# Lost Vizsla Moses, Lake Washington



## texasred (Jan 29, 2012)

Julep has now been missing for over 24 hours. She was being cared for by Alpine Vizsla.










https://m.facebook.com/story.php?story_fbid=10223888051610203&id=1263488864


----------



## texasred (Jan 29, 2012)

The family has asked that this be shared, in hopes of getting her home.

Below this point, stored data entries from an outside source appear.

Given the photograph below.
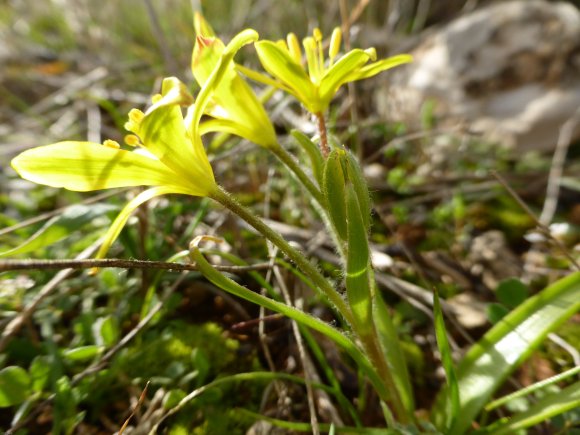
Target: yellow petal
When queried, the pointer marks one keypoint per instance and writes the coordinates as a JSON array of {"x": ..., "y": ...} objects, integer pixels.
[
  {"x": 235, "y": 99},
  {"x": 164, "y": 134},
  {"x": 86, "y": 166},
  {"x": 282, "y": 66}
]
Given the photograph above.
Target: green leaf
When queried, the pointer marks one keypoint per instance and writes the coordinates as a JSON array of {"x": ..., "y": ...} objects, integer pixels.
[
  {"x": 358, "y": 262},
  {"x": 303, "y": 318},
  {"x": 60, "y": 227},
  {"x": 447, "y": 360},
  {"x": 40, "y": 370},
  {"x": 512, "y": 292},
  {"x": 495, "y": 312},
  {"x": 545, "y": 408},
  {"x": 334, "y": 185},
  {"x": 356, "y": 177},
  {"x": 491, "y": 360},
  {"x": 86, "y": 166},
  {"x": 390, "y": 345},
  {"x": 106, "y": 331},
  {"x": 82, "y": 353},
  {"x": 14, "y": 386}
]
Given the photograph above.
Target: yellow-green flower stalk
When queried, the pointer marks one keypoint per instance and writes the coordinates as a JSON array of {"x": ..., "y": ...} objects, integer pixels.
[
  {"x": 316, "y": 84},
  {"x": 169, "y": 154}
]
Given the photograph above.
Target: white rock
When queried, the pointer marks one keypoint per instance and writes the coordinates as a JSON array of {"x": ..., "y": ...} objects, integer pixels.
[{"x": 510, "y": 71}]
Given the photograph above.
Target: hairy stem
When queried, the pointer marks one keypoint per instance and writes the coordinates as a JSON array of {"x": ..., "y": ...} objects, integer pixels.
[
  {"x": 285, "y": 157},
  {"x": 225, "y": 199}
]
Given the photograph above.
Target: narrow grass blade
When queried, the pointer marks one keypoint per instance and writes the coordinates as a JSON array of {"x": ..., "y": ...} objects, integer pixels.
[
  {"x": 490, "y": 361},
  {"x": 301, "y": 317},
  {"x": 549, "y": 406},
  {"x": 534, "y": 387},
  {"x": 389, "y": 341},
  {"x": 452, "y": 407}
]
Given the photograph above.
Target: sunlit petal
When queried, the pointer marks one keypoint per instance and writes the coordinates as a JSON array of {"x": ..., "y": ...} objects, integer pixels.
[
  {"x": 337, "y": 75},
  {"x": 86, "y": 166},
  {"x": 282, "y": 66},
  {"x": 164, "y": 134},
  {"x": 236, "y": 99}
]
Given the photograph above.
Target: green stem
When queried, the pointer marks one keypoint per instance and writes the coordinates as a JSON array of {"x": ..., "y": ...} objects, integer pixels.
[
  {"x": 225, "y": 199},
  {"x": 286, "y": 158},
  {"x": 376, "y": 357}
]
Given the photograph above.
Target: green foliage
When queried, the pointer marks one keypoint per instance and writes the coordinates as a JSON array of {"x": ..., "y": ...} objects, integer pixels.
[
  {"x": 179, "y": 354},
  {"x": 68, "y": 354}
]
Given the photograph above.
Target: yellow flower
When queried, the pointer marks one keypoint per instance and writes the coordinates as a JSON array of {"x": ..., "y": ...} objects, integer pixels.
[
  {"x": 317, "y": 86},
  {"x": 233, "y": 107},
  {"x": 169, "y": 154}
]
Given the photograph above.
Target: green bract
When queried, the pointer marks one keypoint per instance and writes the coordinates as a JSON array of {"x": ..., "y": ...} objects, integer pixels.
[{"x": 316, "y": 88}]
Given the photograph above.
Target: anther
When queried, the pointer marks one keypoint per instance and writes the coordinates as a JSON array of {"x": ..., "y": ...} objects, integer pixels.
[{"x": 111, "y": 144}]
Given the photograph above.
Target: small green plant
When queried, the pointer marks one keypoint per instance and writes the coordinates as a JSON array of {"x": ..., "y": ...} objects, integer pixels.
[{"x": 165, "y": 152}]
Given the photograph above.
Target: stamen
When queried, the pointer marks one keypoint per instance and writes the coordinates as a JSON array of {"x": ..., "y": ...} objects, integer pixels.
[
  {"x": 136, "y": 116},
  {"x": 111, "y": 144},
  {"x": 318, "y": 38},
  {"x": 132, "y": 140},
  {"x": 294, "y": 47},
  {"x": 335, "y": 41},
  {"x": 311, "y": 58}
]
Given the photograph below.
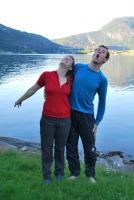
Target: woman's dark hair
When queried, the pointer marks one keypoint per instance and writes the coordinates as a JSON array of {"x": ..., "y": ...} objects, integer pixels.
[{"x": 69, "y": 74}]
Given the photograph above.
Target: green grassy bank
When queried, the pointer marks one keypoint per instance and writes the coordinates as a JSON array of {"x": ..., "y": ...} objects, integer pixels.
[{"x": 21, "y": 179}]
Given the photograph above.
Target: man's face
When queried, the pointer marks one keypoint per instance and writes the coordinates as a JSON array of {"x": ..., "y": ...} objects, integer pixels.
[
  {"x": 99, "y": 56},
  {"x": 67, "y": 62}
]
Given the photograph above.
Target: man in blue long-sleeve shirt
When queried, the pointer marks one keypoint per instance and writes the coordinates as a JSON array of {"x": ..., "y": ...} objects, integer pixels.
[{"x": 88, "y": 80}]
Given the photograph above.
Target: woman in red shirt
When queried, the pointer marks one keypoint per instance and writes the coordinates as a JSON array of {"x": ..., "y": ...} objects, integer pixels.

Deployed military couple searches for dog, last seen in Moses Lake - YakTriNews.com


Sarah and Michael Martin said their family and friends are searching endlessly for their beloved dog, Julep




www.yaktrinews.com


----------



## texasred (Jan 29, 2012)

Julep is still missing.


----------



## Gabica (Jan 20, 2018)




----------



## tegee26 (Apr 25, 2018)

Always very sad to see these posts. Our V's broke through our screen door yesterday. Luckily neighbor saw and held them until we got home. Scary moment for sure.


----------



## texasred (Jan 29, 2012)

She is still missing. 



https://m.facebook.com/story.php?story_fbid=10223918294166248&id=1263488864


----------



## texasred (Jan 29, 2012)

Update... it is with a broken heart as Julep has crossed the rainbow bridge..., So sad! Julep was found dead curled up in a lilac bush by a local farmer, 100 from the road. She will be cremated. Phrase keep the family in your prayers


----------



## Bob Engelhardt (Feb 14, 2012)

That's so sad ... it hurt to hear that. I have this mental image of her that's haunting me.


----------



## texasred (Jan 29, 2012)

I just pray she didn't suffer very long.
None of them ever dreamed , she would scale a 6-foot fence to try and find her owners. She knew Jessica, and Jessica was in the yard when she escaped.


----------



## gunnr (Aug 14, 2009)

So Sad.
As prior military, it is going to be heart wrenching for them when they get back from deployment. It will also make deployment just so much more difficult for them.


----------